Edith Prentiss wheeled across the ramp into her polling site in Washington Heights on Election Day and sighed.
She pointed to the incline between the ramp and doorway of the Moriah Senior Center in Washington Heights.
“This ramp,” the longtime advocate said, “is state of the art but there’s not sufficient coverage.”
A voter stumbled over the ramp as he entered.
Prentiss called poll workers over to inspect what might seem like a minor inconvenience but can hinder or prevent people with disabilities from entering polling sites.
The Americans with Disabilities Act 2016 checklist for accessible polling places includes accommodations for parking and stresses the importance of ramps, smooth surfaces, wide entryways, easy-to-open doors and available lifts and elevators.
Once voters with disabilities make it inside, the voting technology is required to include a Ballot Marking Device that can be utilized by touch screen, a braille keypad, a rocker paddle that allows a voter to press yes or no with hands or feet, or a sip and puff device that uses air pressure for those who have limited or no motor ability. The whole process takes two machines. A vote is marked on the ballot by one machine and then the completed ballot must be scanned by another to record the vote.
Prentiss, 68, who has used a wheelchair for 25 years, and other New Yorkers represent 38.3 million people in the U.S. with disabilities who are eligible to vote, representing 16.3% of the population, according to a Sept. 24 Rutgers University study. According the U.S. Census Bureau, 930,100 people with disabilities were living in New York City in 2017, which represents 11 percent of the total local population.
Prentiss, former president and current transportation chair of the 504 Democratic Club and former president of Disabled in Action of Metropolitan New York City, predicts that many people with disabilities and seniors are voting with absentee ballots or voted early.
Prentiss has voted at the Moriah Senior Center for the last 40 years.
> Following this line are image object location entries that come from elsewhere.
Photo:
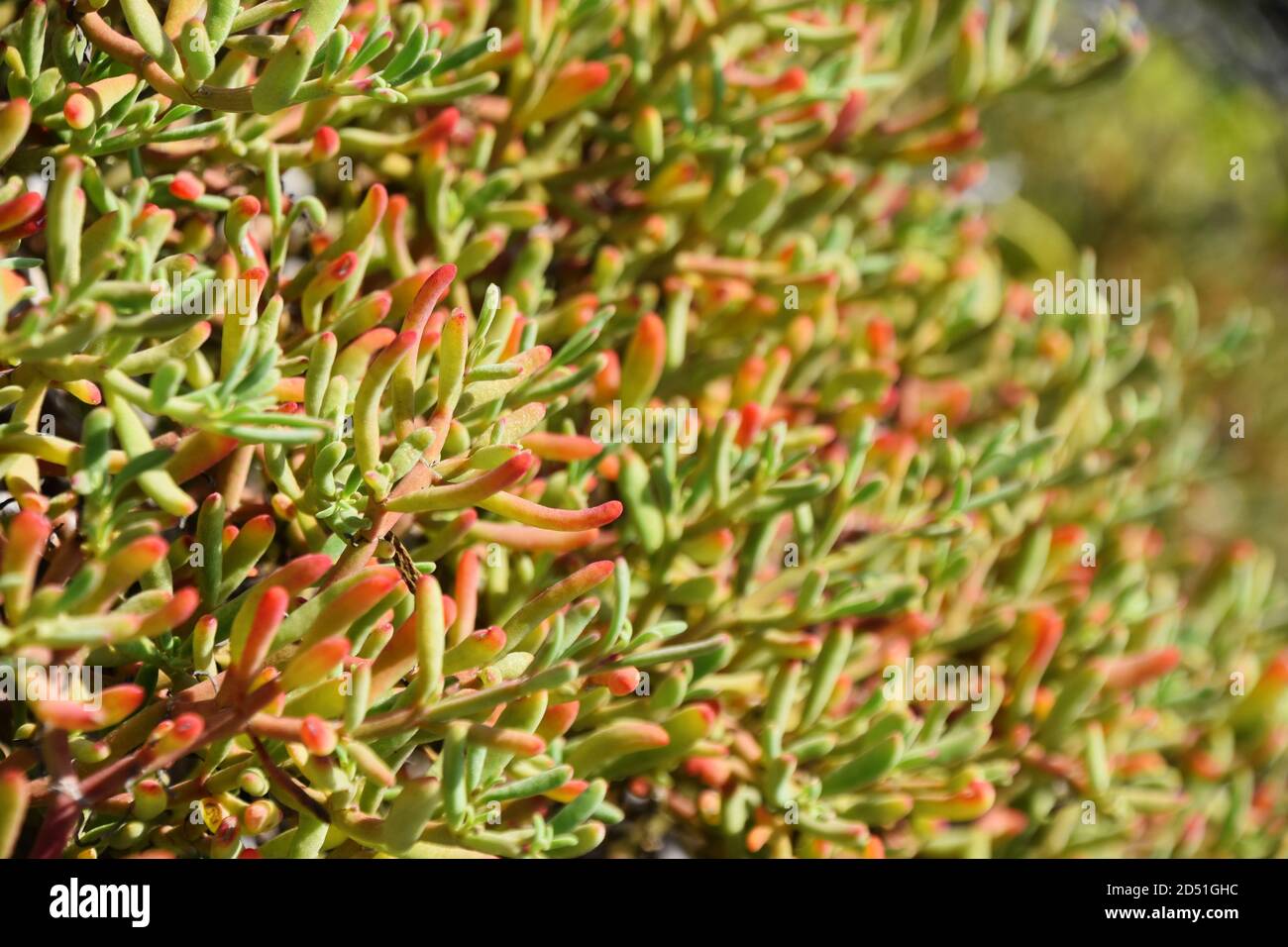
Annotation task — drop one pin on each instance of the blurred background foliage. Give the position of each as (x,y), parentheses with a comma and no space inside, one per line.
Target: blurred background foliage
(1138,170)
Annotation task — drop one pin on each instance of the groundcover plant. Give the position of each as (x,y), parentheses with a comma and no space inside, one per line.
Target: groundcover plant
(559,427)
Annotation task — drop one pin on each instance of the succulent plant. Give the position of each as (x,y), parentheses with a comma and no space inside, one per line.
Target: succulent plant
(314,316)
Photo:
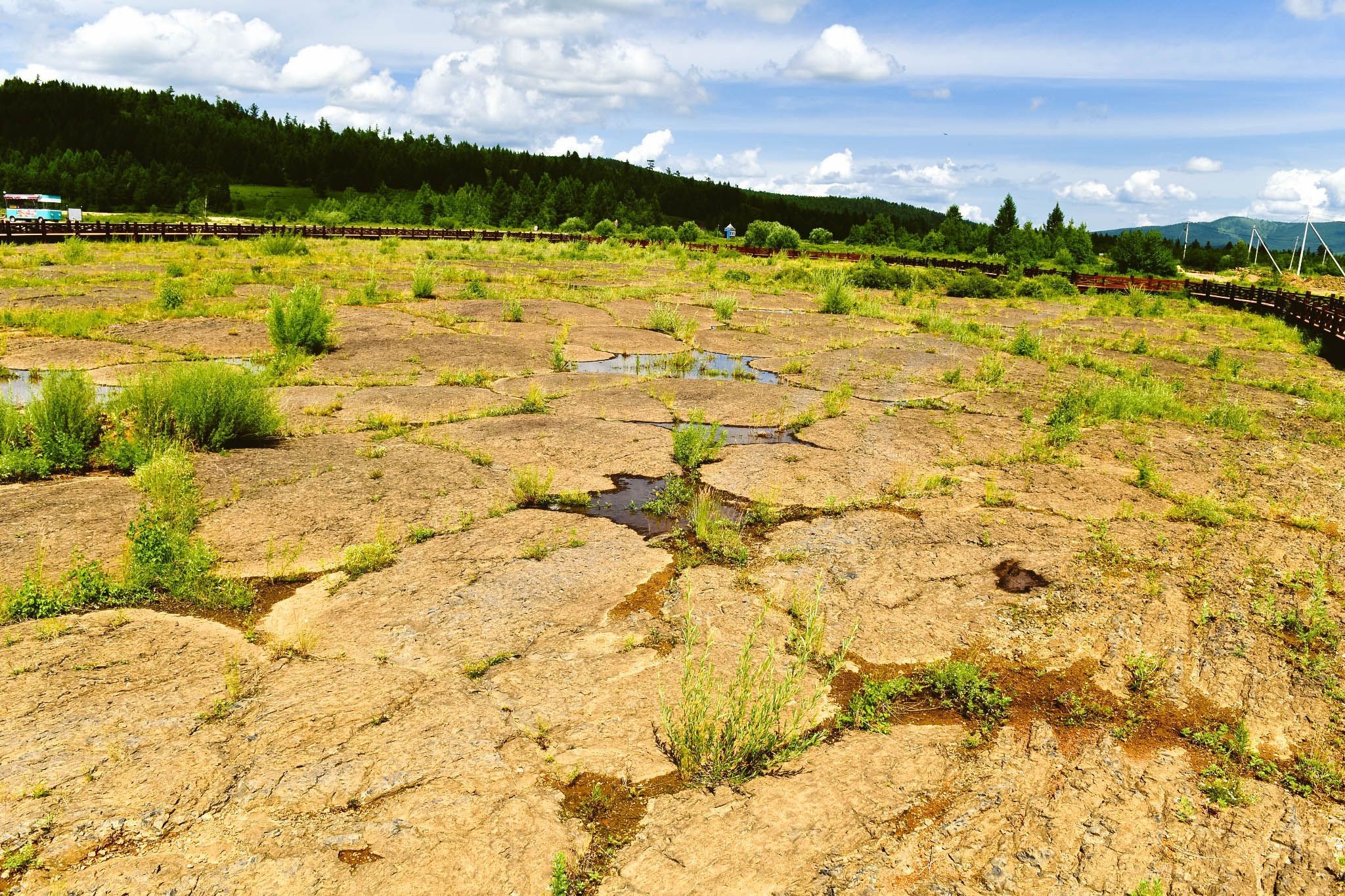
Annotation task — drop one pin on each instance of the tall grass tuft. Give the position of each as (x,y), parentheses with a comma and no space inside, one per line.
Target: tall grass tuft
(697,444)
(423,281)
(837,296)
(65,419)
(299,322)
(206,405)
(731,729)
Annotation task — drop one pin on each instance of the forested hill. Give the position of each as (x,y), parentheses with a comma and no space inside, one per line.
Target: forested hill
(114,150)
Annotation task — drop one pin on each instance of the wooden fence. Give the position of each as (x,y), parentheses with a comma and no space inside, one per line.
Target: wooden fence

There was no line when she arrived there at 7 am, unlike early voting lines that were filled with voters with canes, walkers and wheelchairs at the Bronx County Courthouse.
Prentiss attempted to use the Ballot Marking Device but the battery appeared to be dead.
“This is what we’re doing,” she instructed poll workers. “We are going to call the technician, and then I will come back later.”
“This,” she added, “is why I arrive early.”
She passed her telephone number to a poll worker, a neighbor who lives in her apartment building two blocks away, and told him to call her when it was fixed.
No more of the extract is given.